Das in §§ 90 und 91 EStG normierte Verfahren wurde 2001 mit dem Altersvermögensgesetz (AVmG)[4] eingeführt und ist Ergebnis des erst im Vermittlungsausschuss gefundenen Kompromisses[5], die Gewährung der Altersvorsorgezulage zentral zu verwalten. Eine Besonderheit des Verfahrens bestand bislang in der Vornahme (§ 90 Abs. 2 S. 1 EStG) einer staatlichen Transferleistung in Form einer Zahlung, die im Wesentlichen auf Angaben eines Stpfl. beruht, deren Vorliegen aber erst zu einem späteren Zeitpunkt (§ 91 EStG) überprüft wurden.[6]

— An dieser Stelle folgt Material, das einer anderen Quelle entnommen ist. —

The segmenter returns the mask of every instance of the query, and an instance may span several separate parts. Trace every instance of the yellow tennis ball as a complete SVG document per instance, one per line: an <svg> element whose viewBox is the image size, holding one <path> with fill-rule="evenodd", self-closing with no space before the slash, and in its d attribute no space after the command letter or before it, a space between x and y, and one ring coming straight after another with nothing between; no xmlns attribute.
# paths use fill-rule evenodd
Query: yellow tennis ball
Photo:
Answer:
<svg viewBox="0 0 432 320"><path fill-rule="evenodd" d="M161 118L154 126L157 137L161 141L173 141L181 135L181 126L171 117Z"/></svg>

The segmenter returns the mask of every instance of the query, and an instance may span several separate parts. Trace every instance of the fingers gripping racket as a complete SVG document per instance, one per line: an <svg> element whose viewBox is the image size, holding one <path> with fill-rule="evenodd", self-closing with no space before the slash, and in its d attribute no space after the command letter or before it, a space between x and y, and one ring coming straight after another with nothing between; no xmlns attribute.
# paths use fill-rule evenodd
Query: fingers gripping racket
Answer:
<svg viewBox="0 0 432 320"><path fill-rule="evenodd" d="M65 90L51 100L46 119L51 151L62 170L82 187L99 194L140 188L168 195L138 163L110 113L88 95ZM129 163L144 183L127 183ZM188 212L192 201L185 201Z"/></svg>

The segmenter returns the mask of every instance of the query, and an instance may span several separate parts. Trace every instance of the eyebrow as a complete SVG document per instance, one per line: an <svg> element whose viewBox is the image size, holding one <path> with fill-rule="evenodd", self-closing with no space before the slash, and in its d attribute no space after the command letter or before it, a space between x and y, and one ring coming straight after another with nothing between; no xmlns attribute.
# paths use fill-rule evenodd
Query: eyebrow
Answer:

Ursprünglich wurde in den beiden das Verfahren regelnden Vorschriften (§§ 90 und 91 EStG) deutlich zwischen der Ermittlung des Anspruchs auf Altersvorsorgezulage dem Grunde und der Höhe nach einerseits (§ 90 Abs. 1 EStG) und der Überprüfung zu einem späteren Zeitpunkt andererseits (§ 91 EStG) unterschieden.[7] Die Akzeptanz der "Riester-Rente" sollte durch die schnelle und möglichst unbürokratische Auszahlung gesteigert werden. Diese Unterscheidung wurde bereits durch die mit dem Versorgungsänderungsgesetz 2001 und dem Alterseinkünftegesetz (AltEinkG)[8] vorgenommenen Veränderungen durchbrochen. Für die in § 10a Abs. 1 S. 1 Halbs. 2 Nr. 1-5 EStG genannten Personengruppen (u. a. Beamte) findet die Ermittlung des Zulageanspruchs erst mit der Übermittlung der anspruchsbegründenden Daten durch die zuständigen Stellen (§ 81a EStG) statt. Eine Überprüfung nach § 91 Abs. 1 EStG ist bei dieser Personengruppe grundsätzlich (anders bei Beantragung von Kinderzulage) nicht mehr nötig, da die Ermittlung in diesen Fällen nicht allein auf den Angaben des Zulageberechtigten beruht, sondern auf den Angaben der jeweiligen zuständigen Stelle. Dieser Trend setzt sich nunmehr aufgrund des Jahressteuergesetzes 2022 (JStG 2022)[9] weiter fort. Mit Wirkung zum 1.1.2024 wird die Auszahlung der Zulagen künftig erst erfolgen, nachdem nicht nur das Ermittlungs-, sondern auch das Überprüfungsverfahren abgeschlossen wurden. Es handelt sich insofern um einen Paradigmenwechsel, durch den die Vorteile der weiteren Reduzierung von Rückforderungen in Form einer Verschlankung der Prozesse bei der zentralen Stelle einerseits und Verringerung des Bürokratieaufwands bei den Anbietern andererseits stärker in den Vordergrund rückt.